While fiddling with some of her code, Stewart realized that something similar could drive the precursors of chondrules together so they can combine, like pebbly biscuit batter that eventually forms a cohesive dough.

The process would start with planetesimals, primordial pieces of rock surrounding the young sun. They might be interlopers like ‘Oumuamua. Alternatively, they might have formed very soon after our star was born. Whatever their origin, they would be plentiful, and they would collide with each other inside the gas-filled solar nebula, in a billiard game of mutual assured destruction.

When these primitive planetesimals collided, they would vaporize, and their vapor would expand into the still-hot solar nebula. This vaporization would happen with such heat and force that it would create a bow shock, similar to how an airplane causes a sonic shock wave when it blows through the sound barrier. The bow shock would push the nebula gases out, creating a central area of low pressure. Then, as the vapor plume collapsed to fill this area of low pressure, the gas flows would shepherd together the droplets of vaporized rock. The vapor plume expansion and its subsequent collapse would create droplets of silicate that are consistent with the sizes of chondrules.

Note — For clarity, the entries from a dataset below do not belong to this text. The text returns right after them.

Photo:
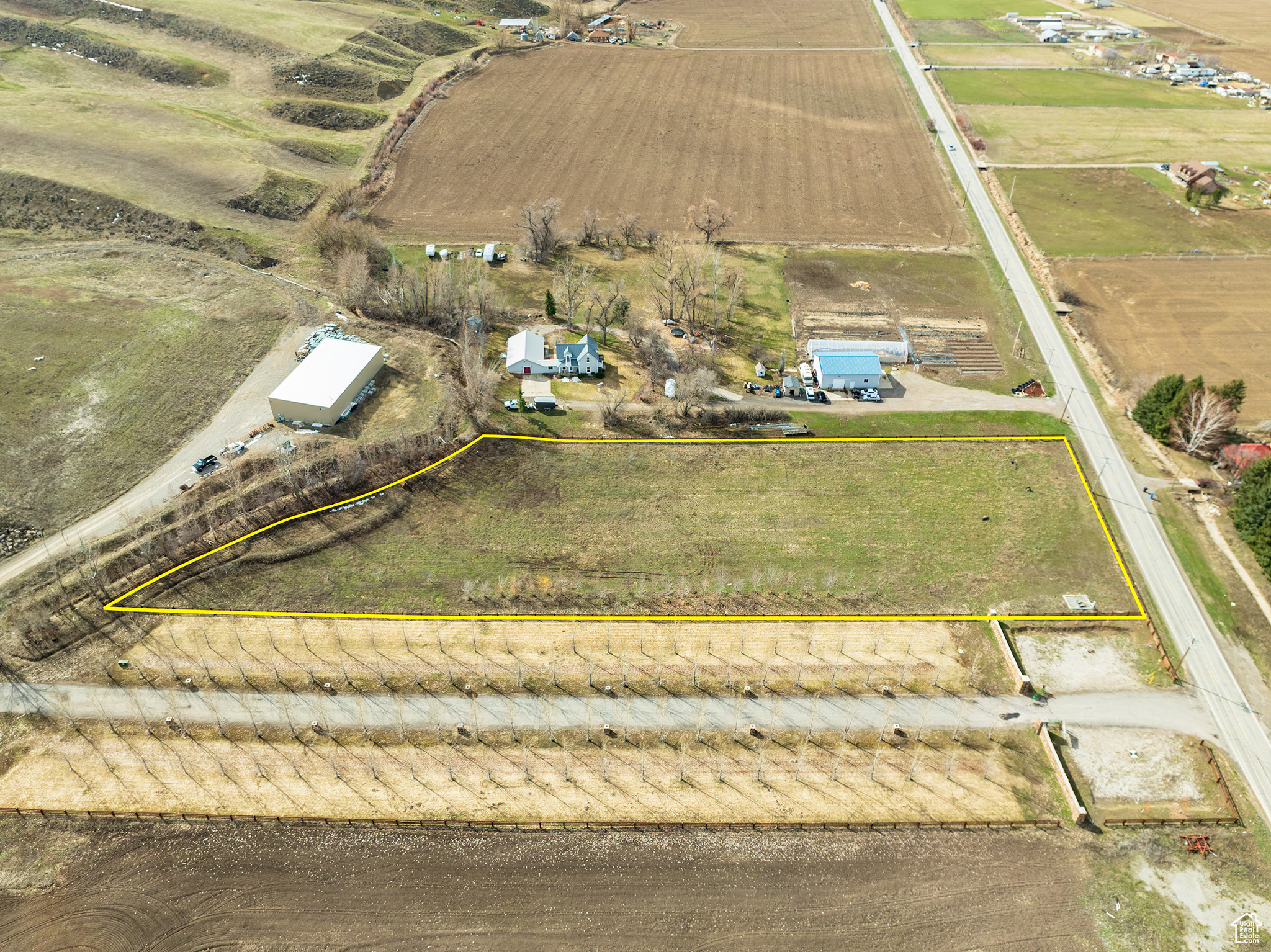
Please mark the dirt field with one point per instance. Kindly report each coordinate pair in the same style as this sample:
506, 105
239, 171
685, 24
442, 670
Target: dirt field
1142, 313
515, 528
310, 889
829, 143
552, 657
137, 351
758, 23
549, 776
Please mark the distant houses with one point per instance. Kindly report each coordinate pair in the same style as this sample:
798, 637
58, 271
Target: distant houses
526, 354
1195, 176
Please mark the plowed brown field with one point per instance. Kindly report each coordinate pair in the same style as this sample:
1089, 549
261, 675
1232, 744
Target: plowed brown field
805, 146
765, 23
1193, 315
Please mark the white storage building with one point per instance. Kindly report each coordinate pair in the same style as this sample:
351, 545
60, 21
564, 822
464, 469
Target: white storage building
892, 351
322, 389
845, 372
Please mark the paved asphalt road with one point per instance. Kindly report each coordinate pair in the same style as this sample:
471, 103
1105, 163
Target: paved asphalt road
1238, 729
1166, 709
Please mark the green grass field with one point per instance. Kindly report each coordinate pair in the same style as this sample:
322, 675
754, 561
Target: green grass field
912, 286
1105, 137
1125, 212
972, 9
998, 32
139, 351
1074, 88
685, 529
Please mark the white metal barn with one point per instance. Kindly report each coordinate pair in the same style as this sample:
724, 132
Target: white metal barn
847, 372
526, 355
322, 389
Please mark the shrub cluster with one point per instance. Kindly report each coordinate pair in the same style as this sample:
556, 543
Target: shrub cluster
45, 206
78, 42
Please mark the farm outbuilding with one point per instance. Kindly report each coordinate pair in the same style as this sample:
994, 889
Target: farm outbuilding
322, 389
892, 351
845, 372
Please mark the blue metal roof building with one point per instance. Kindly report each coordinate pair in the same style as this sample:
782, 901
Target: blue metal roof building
839, 370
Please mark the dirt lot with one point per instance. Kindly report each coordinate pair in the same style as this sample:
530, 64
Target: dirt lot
1103, 662
1242, 31
942, 300
515, 528
312, 889
548, 775
828, 141
553, 657
1143, 317
755, 23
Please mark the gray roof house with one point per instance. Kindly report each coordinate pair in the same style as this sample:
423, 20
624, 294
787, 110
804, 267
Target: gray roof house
580, 357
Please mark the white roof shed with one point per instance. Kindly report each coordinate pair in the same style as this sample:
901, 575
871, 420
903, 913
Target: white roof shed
322, 389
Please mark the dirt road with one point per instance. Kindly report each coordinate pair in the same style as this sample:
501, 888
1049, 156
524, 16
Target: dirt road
120, 889
1167, 709
245, 411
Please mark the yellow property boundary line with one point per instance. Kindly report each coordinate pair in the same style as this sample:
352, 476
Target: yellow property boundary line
114, 605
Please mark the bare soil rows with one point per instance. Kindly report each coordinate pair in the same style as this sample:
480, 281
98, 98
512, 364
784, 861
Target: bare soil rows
1167, 315
556, 657
804, 146
764, 23
541, 776
259, 887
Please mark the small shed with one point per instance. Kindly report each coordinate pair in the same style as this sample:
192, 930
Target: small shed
526, 355
580, 357
845, 372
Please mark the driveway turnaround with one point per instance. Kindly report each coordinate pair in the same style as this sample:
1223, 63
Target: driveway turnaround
1238, 727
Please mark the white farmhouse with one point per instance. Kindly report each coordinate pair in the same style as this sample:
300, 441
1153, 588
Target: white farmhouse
526, 355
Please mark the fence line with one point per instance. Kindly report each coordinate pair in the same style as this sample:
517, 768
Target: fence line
1174, 822
519, 825
1221, 781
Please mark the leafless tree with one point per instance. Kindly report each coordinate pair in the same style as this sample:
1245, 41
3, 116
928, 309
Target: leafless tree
709, 219
590, 230
1203, 424
611, 405
539, 223
694, 389
629, 227
609, 307
570, 286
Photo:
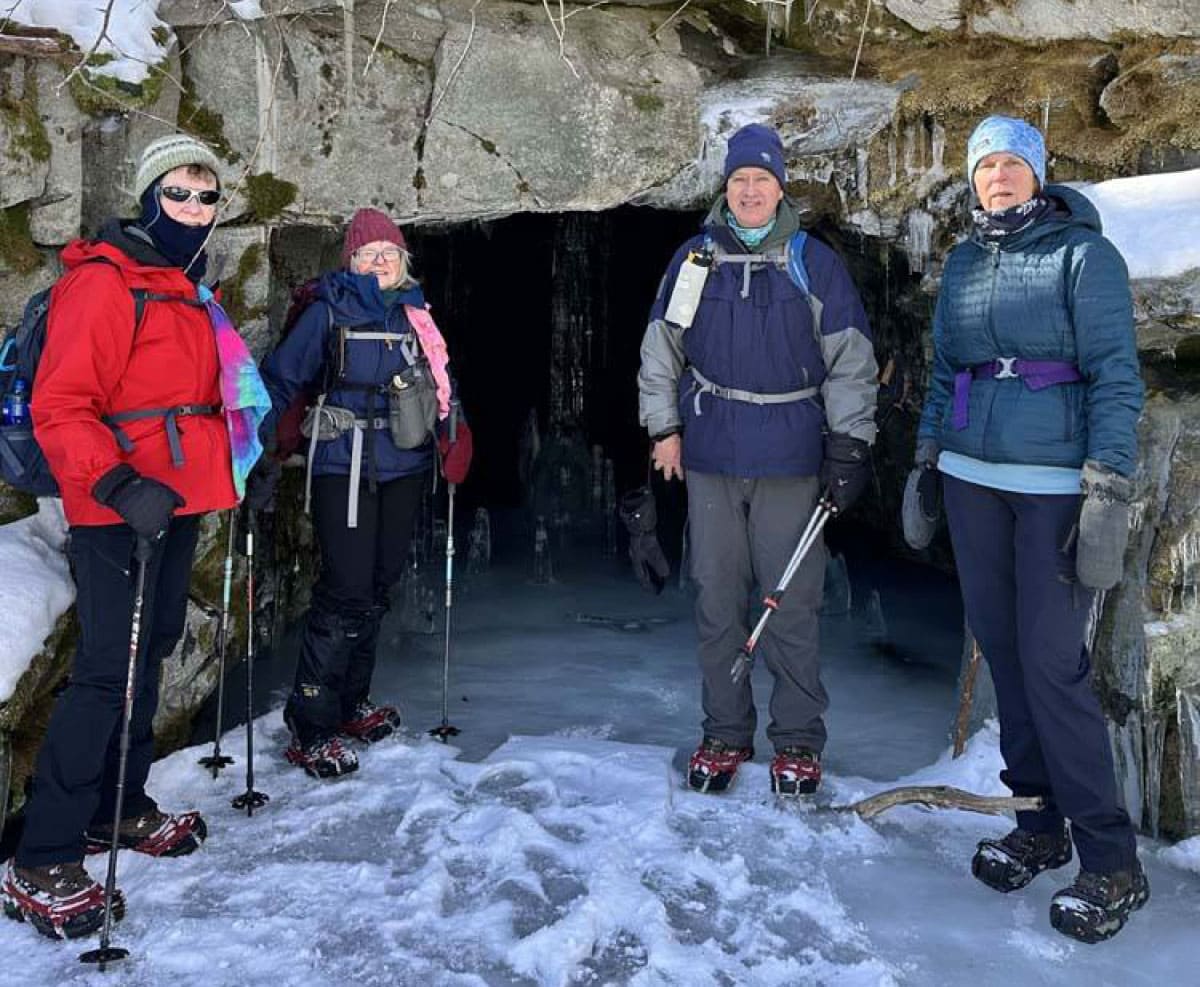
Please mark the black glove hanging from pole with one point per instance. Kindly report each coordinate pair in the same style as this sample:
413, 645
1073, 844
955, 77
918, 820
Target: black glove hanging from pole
640, 515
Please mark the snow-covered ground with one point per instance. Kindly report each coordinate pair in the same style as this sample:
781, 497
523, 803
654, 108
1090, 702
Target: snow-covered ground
553, 843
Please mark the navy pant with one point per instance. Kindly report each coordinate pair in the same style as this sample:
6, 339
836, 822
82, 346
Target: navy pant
75, 782
358, 568
1030, 617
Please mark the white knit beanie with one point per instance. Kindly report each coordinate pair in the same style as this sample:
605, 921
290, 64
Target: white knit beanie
173, 151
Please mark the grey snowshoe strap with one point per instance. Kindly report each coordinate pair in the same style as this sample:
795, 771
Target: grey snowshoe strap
703, 386
168, 414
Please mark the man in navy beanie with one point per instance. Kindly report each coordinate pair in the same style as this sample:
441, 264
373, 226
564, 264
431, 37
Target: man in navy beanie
759, 383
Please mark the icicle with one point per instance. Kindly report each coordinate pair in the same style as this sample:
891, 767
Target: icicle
543, 568
911, 149
863, 173
1127, 759
610, 510
918, 239
1155, 734
1188, 703
937, 148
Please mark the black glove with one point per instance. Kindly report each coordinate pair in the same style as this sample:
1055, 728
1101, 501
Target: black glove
1103, 526
262, 482
845, 471
144, 504
639, 513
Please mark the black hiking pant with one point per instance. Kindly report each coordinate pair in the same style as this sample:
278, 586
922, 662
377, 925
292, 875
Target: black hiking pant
75, 782
1030, 615
358, 568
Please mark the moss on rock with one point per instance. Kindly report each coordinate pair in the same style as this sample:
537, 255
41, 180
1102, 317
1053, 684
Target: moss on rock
269, 196
28, 137
205, 124
234, 291
17, 250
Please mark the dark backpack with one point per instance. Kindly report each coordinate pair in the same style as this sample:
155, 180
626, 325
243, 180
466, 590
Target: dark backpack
22, 462
287, 430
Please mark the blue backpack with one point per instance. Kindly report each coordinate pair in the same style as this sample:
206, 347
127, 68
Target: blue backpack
22, 462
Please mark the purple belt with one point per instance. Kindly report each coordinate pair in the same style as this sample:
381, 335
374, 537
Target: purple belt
1036, 375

“You need gas to blow the pebbles together, so they can collide and combine,” Stewart said.

This all happens in a flash — over days to weeks, barely a breath on planetary timescales. But this transient, violent process is apparently crucial to how our solar system formed, Stewart said. She points out that the role of nebular gas, and how it interacts with vaporized rock, was unrecognized before.

“When I was working on it, I kept looking at it and going, ‘Oh, I broke the code!’ Then, ‘No, wait! That’s real physics,’” she said. “There were crazy things we had never seen before, because no one had put in the gas.”

She presented her early findings at the Lunar and Planetary Science Conference in Houston in March, but her results are not yet published.

But for her chondrule-generating ideas to work, Stewart still needs an initial seed — the planetesimals that destroy each other to make chondrules. Where these seeds come from is a question for later research, Stewart and her colleagues say. Maybe the solar system was full of ‘Oumuamua-esque seeds passing through — just as Bannister and Pfalzner suggest could be happening among the newer generation of planets.

Still, Stewart said she has gotten an “aha response” to the work. “This is a discovery in the pure sense. It’s got that feels-right aspect to it,” she said.

Cosmic Connections

Stewart’s work on chondrules and Bannister and Pfalzner’s ideas about planet formation are part of an emerging understanding that even in space, everything is connected. “You have to go through a huge amount of different fields in astrophysics,” Pfalzner said: “the interstellar medium, molecular clouds, formation of stars, the disks around them, the formation of planets.”

Data from future observatories like the Large Synoptic Survey Telescope (LSST) could intensify the need to think across many different size scales. The LSST might be able to resolve tiny pebbles in our solar system, allowing astronomers to search for more ‘Oumuamua-like objects. “I think it’s really, really exciting if our solar system is chock-full of these interstellar fragments that have come from other solar systems, that there are bits of other solar systems floating around,” Byrne said. “LSST is going to open this whole new world,” one that connects our solar system to other solar systems throughout the cosmos across time and space.

Said Bannister, “The implications are so much fun.”